Oh...they're not mine.

My kids are at that age now that they truly say whatever is on their mind. We definitely have some years before their censors have formed.

One of my favorite things to read in Parents magazine, and others like it, are the embarassing things kids say. Not so funny when it comes out of your kid's mouth.

We live in what I would consider a diverse neighborhood. You always hear stories of kids seeing someone who looks different from them and making awkward comments in public. I thought, "How great! I don't have to worry about that. My kids will grow up seeing all these different races and nationalities, and they won't even see them as being different because they will be accustomed to seeing them all the time." Wrong. It just means they say these embarassing things sooner instead of later. Like SA, who likes to point and shout out, "Look Mom! A brown man!" Or ask loudly, "Why is that boy brown, Mommy?"

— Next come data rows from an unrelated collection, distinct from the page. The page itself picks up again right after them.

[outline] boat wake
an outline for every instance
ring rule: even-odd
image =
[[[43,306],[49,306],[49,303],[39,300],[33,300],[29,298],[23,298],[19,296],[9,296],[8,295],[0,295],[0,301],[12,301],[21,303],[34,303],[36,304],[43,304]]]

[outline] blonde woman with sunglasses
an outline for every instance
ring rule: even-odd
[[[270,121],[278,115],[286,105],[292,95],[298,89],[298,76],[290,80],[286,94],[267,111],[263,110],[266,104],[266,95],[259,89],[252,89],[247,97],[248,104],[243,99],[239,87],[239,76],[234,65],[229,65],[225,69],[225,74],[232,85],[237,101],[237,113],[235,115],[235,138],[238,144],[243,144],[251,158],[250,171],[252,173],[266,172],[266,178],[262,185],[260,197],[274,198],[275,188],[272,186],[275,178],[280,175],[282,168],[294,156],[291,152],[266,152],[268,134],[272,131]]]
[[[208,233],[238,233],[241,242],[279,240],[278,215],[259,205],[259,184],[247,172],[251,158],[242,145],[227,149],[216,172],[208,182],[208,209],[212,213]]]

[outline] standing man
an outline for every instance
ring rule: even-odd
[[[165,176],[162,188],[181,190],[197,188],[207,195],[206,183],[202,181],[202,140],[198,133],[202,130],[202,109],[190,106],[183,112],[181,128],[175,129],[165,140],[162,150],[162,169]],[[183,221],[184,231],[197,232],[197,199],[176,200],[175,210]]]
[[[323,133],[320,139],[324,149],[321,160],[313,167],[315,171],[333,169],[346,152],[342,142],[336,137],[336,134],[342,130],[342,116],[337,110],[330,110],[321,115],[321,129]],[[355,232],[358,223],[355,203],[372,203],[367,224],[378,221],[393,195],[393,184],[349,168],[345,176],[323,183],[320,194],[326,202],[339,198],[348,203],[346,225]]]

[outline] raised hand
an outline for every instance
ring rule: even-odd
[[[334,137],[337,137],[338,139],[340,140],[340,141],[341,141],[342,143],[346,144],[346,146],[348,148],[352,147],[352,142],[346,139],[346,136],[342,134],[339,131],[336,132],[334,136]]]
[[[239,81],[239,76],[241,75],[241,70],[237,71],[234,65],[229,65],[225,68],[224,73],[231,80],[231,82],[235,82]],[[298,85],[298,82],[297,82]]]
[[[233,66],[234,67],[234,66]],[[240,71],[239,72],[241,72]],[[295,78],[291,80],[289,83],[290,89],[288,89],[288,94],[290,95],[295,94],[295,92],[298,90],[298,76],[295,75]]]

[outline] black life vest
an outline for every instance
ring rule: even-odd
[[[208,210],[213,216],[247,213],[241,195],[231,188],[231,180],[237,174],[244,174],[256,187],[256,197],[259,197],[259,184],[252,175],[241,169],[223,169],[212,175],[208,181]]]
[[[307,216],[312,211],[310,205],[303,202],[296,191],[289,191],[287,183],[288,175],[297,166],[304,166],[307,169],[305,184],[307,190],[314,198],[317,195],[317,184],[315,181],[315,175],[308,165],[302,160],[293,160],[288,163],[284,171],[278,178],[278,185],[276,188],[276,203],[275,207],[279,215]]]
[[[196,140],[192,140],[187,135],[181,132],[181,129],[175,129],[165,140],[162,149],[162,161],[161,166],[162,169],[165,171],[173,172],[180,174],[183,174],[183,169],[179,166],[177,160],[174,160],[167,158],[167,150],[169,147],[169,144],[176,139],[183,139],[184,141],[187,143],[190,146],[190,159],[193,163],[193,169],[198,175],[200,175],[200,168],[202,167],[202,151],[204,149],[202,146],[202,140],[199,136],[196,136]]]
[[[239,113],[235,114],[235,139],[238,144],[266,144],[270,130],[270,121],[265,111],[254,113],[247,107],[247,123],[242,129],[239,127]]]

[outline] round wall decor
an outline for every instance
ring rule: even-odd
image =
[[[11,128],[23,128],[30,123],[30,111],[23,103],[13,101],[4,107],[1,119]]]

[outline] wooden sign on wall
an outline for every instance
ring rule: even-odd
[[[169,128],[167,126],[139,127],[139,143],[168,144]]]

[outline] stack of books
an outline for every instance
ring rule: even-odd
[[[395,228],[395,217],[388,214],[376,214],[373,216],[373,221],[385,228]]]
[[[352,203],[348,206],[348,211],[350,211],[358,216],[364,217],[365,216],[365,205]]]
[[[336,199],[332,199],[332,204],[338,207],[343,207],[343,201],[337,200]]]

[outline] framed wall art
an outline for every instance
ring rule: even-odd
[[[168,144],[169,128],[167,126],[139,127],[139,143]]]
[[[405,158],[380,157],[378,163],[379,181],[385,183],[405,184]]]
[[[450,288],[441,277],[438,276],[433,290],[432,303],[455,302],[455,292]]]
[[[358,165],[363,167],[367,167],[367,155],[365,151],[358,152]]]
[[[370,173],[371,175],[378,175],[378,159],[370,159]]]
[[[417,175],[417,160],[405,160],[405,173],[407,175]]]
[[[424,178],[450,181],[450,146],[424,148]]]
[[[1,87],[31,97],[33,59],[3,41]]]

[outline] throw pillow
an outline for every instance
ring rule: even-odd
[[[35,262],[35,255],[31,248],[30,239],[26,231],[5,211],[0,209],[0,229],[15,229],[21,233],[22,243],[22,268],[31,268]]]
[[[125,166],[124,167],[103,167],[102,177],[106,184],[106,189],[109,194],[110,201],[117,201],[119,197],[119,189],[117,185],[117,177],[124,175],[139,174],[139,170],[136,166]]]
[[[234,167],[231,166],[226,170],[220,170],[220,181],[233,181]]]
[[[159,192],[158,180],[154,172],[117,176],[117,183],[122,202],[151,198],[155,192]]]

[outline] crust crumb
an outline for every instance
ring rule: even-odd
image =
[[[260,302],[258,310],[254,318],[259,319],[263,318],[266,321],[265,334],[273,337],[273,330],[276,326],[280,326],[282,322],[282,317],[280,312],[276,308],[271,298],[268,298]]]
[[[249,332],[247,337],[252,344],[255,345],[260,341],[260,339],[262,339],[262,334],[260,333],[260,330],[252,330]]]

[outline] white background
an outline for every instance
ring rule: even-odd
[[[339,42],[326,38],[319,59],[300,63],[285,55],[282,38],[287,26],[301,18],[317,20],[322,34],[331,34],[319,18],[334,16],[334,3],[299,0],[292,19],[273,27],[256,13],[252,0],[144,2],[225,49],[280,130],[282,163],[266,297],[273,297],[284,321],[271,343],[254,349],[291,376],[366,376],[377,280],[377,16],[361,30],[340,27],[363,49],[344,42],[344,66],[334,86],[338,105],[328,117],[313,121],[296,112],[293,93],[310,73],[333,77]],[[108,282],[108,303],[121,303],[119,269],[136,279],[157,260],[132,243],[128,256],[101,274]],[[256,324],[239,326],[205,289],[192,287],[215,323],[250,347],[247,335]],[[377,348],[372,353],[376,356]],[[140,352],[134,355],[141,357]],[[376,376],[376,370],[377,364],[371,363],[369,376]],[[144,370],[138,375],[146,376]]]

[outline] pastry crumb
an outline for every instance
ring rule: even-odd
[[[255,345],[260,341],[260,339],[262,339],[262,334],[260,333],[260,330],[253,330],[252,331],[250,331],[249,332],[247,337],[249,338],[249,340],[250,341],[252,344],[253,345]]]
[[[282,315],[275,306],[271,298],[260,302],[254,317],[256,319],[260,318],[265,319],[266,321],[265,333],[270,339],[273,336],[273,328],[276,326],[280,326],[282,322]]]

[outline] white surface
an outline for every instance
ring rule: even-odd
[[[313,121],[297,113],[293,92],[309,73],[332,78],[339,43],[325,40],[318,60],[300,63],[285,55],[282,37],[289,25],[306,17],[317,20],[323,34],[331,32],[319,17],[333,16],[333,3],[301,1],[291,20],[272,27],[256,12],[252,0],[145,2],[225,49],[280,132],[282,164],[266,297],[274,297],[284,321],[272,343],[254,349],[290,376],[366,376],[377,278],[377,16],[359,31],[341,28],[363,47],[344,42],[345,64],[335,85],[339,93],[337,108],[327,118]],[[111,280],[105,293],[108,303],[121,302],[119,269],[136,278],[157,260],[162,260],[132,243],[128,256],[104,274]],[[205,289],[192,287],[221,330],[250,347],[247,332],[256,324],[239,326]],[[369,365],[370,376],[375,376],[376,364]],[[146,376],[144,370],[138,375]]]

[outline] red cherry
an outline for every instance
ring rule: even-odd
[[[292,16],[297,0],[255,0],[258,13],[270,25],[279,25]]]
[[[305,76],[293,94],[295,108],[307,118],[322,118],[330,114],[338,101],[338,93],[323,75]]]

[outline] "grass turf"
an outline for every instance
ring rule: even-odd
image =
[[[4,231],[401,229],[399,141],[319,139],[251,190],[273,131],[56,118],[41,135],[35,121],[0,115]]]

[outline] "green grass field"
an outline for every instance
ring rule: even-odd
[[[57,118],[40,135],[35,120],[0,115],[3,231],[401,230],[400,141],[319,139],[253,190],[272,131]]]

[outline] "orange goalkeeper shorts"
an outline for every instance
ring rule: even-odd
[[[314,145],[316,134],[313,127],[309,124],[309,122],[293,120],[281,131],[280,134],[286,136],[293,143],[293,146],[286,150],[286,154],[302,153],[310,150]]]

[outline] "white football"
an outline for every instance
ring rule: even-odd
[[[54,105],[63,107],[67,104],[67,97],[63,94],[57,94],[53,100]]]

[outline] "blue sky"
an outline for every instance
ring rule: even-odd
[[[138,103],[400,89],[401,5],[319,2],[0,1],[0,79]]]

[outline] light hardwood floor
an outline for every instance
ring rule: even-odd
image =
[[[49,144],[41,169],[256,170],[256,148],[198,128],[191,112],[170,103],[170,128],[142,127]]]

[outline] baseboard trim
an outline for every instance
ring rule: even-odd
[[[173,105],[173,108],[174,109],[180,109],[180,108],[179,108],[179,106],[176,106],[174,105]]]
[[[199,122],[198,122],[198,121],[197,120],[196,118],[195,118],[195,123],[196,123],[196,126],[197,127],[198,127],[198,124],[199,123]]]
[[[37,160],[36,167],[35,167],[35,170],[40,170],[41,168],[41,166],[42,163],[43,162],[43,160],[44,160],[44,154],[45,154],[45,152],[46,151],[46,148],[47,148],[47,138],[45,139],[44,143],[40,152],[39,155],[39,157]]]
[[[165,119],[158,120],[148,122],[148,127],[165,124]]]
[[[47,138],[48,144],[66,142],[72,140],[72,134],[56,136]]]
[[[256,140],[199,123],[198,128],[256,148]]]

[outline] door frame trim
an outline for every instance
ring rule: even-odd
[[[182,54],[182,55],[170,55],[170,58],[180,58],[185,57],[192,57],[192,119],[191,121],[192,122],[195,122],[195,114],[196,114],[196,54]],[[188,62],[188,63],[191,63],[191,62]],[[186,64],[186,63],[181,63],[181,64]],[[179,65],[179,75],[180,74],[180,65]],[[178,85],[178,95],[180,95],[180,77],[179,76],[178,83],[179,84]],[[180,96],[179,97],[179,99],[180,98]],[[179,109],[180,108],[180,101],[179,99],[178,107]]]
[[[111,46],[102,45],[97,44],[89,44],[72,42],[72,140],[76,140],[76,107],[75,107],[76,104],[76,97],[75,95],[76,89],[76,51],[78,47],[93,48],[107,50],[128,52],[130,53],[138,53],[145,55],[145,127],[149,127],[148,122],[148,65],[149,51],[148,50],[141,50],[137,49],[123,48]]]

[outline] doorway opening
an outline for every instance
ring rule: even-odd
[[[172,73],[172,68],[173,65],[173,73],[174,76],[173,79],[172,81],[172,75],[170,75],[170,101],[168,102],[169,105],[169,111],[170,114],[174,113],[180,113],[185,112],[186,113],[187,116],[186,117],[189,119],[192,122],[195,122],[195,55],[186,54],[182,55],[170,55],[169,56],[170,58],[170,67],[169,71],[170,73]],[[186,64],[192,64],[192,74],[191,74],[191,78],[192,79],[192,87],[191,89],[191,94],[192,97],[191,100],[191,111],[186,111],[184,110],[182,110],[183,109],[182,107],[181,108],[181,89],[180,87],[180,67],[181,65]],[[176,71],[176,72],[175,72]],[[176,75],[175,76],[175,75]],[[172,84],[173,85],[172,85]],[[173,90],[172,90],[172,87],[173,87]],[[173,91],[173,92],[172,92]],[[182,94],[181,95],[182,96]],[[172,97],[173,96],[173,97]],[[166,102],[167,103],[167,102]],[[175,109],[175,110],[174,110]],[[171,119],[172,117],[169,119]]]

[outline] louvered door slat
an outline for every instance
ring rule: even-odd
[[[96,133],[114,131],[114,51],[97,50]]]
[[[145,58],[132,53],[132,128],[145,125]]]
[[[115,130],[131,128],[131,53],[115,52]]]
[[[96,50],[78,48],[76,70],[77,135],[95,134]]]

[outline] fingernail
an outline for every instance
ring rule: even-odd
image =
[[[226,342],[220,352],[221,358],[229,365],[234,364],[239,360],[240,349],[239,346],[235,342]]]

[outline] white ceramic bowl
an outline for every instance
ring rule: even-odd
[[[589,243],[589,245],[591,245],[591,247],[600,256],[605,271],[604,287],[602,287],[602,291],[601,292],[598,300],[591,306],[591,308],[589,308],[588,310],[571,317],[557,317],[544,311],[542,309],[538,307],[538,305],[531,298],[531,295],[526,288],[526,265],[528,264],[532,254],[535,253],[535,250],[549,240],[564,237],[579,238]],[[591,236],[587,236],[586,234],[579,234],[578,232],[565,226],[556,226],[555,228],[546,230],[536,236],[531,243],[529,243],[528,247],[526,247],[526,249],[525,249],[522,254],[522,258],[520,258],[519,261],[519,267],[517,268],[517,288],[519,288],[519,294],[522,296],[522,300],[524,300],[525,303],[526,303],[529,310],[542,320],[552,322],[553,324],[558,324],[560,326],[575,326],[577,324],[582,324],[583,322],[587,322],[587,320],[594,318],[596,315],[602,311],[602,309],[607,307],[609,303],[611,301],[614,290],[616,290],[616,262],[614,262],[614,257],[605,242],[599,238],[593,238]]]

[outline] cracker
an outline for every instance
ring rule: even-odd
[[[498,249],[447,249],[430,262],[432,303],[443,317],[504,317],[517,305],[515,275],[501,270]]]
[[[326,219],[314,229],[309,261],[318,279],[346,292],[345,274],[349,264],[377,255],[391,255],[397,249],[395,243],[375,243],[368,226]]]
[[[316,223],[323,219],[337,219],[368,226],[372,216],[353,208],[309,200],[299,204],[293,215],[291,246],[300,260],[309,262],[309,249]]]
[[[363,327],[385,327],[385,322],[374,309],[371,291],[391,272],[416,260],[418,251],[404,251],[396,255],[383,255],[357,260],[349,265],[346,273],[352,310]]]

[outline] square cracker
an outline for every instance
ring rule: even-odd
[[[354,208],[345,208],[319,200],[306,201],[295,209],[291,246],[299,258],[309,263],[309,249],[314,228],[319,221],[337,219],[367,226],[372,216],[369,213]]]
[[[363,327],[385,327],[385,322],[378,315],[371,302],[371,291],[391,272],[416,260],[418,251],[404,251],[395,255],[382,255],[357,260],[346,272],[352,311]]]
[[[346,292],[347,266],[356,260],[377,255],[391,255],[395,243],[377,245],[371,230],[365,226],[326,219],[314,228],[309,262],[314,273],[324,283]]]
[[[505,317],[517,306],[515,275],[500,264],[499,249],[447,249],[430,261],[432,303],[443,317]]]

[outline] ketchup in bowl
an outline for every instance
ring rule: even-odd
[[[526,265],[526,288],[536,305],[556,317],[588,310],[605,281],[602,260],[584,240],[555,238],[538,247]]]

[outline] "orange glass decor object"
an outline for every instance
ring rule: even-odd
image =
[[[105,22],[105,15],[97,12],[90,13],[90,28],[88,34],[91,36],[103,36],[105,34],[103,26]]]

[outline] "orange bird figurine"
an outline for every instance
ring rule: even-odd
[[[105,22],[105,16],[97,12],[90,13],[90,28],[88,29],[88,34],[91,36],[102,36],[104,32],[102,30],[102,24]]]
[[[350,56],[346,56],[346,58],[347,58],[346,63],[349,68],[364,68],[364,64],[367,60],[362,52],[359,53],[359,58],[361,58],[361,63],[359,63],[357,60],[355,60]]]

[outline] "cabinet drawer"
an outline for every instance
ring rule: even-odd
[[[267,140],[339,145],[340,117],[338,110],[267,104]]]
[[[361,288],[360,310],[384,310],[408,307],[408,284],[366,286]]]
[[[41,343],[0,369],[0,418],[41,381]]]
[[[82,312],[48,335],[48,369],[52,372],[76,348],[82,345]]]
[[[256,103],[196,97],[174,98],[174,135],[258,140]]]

Then there's their grandmother who loves to joke with them about her big belly, among other things. Now the kids love to point out big bellies and say things like, "Look Mom! That girl (woman) has two chins!" Yea, I had a talk with my mom about that one.

And of course I'm the target of most of their observations. SJ rarely goes more than two days without pointing out my big belly. Which BTW, I didn't think I had until he pointed it out. And AR said I have two necks, which I'm pretty sure was in reference to my chin...or chins rather. And don't think you can let a silent (but not so sweet) fart slip out in Target without one of the kids yelling, "MOMMY'S POOPY!!!" No siree, I can't get away with anything.

But neither can you, so suck it in because you never know what small child might be lurking around the corner!